Gold Tooth is alright, but you'll almost never be able to play him, because of his incredibly high cost.


----------



## the-graven (Apr 26, 2010)

Barely any special character is underpriced, here are the ones that are underpriced in my opinion:

Teclis - Don't need explanation
Caradryan - He is just good and if you don't know him, I'll give you one piece of advice, don't throw a character in a challenge with him, "you're fucked one way or another"
Korhil - He is a beast in close combat, GW+ASF+Paired Weapon = Dead enemies
Grimgor - He is a monster, but he and his unit are a great point sink, but you got a bucket load of other cheap troops to make up for that.


----------



## Tim/Steve (Jan 25, 2009)

Have to say the only special characters I own are teclis, tyrion, caradryan and skrag... and I never use tyrion anymore (barely ever use my HE).

Skrag is actually undercosted- he can be taken without a tyrant and although is double the cost of a s'master he doesn't need a tyrant to be taken (so is a cheaper way of getting a lv4 mage). He is basically awesome as well- can take on almost anyone in the game and as soon as he causes a wound in combat (hello bull charge) gets returned to full wounds and gets regen (that can't be dispelled- its so damn easy to stop trollguts ever being helpful).

He was slightly better in the old rules where you couldn't ever take a s'master at under 3k points and toothcracker meant skrag became T7, so S3 units couldn't touch him (lol) but he's still nasty. A little irritating that he's on a 50mm wide base though- he can't go into units, he must sit at their side if he joins, so doesn't count for ranks and can't get S bonuses to his bull charge.

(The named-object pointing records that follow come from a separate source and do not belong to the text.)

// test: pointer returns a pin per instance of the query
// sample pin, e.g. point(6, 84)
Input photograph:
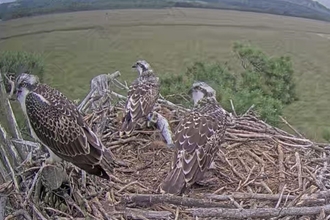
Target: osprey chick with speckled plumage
point(141, 98)
point(196, 138)
point(55, 121)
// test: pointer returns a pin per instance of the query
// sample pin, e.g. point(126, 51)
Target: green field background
point(78, 46)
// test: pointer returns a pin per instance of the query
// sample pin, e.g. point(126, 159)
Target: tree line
point(24, 8)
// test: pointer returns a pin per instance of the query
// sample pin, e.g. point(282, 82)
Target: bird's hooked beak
point(190, 91)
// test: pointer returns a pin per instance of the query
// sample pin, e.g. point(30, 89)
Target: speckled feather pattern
point(58, 124)
point(196, 138)
point(142, 96)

On the other end of the spectrum Gresus Goldtooth is at least 2* overcosted... halve his points and I might start to think about taking him as a bit of a joke but he would still be rubbish for his points: auto rally for everyone he can see (unless you leave him in a corner thats almost no-one), M4 so he slows down your unit and about as good in combat as a tyrant with the tenderiser... and feth all saves (ok a 4++ against shooting, but then he should be in a unit).

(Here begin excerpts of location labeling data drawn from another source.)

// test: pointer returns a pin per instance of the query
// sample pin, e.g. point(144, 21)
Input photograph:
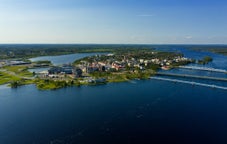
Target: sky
point(113, 21)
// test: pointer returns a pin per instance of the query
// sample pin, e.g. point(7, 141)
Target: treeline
point(8, 51)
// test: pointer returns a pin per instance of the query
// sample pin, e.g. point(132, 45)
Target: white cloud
point(188, 37)
point(146, 15)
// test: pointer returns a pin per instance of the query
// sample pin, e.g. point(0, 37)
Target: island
point(121, 64)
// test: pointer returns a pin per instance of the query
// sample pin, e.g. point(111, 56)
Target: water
point(139, 111)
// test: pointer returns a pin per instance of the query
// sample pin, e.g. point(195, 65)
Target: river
point(139, 111)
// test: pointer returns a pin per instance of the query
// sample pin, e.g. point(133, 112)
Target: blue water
point(139, 111)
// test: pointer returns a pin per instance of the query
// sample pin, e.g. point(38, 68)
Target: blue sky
point(114, 21)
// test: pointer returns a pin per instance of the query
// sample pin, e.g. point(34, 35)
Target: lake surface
point(139, 111)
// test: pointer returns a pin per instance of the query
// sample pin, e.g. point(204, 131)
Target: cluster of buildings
point(116, 64)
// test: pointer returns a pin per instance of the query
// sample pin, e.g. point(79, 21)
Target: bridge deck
point(192, 76)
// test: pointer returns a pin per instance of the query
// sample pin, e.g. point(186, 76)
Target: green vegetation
point(52, 84)
point(205, 60)
point(25, 51)
point(7, 78)
point(43, 62)
point(123, 76)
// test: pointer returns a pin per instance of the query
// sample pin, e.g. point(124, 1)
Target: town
point(115, 67)
point(91, 70)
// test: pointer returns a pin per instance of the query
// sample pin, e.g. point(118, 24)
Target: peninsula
point(117, 65)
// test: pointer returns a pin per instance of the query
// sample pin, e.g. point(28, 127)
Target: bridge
point(189, 82)
point(192, 76)
point(204, 69)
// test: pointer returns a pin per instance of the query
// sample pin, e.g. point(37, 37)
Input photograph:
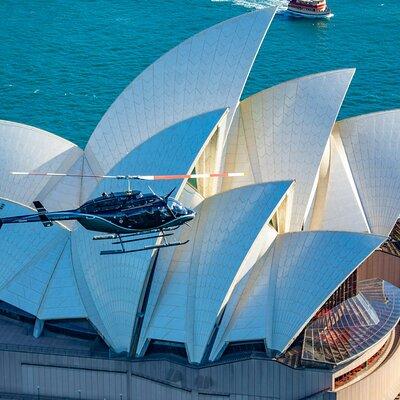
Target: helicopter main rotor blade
point(136, 177)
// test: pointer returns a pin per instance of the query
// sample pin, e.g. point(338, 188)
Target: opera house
point(288, 286)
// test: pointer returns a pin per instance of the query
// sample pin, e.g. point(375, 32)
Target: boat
point(309, 9)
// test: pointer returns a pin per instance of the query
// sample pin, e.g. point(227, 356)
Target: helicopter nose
point(190, 212)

Although I would mention the 2 sisters: IMO the best WE SC in 7th is now almost totally redundant. Their survivability was why they were useful.. but now 1 cannonball and everyone's dead... just about the fastest way of blowing 500+ points: give me a highborn or a ancient over them everytime (at least the ancient has a ward save vs most cannons).


----------



## BattleBrotherDithrick (Dec 20, 2009)

Special Characters for Special Prices!


----------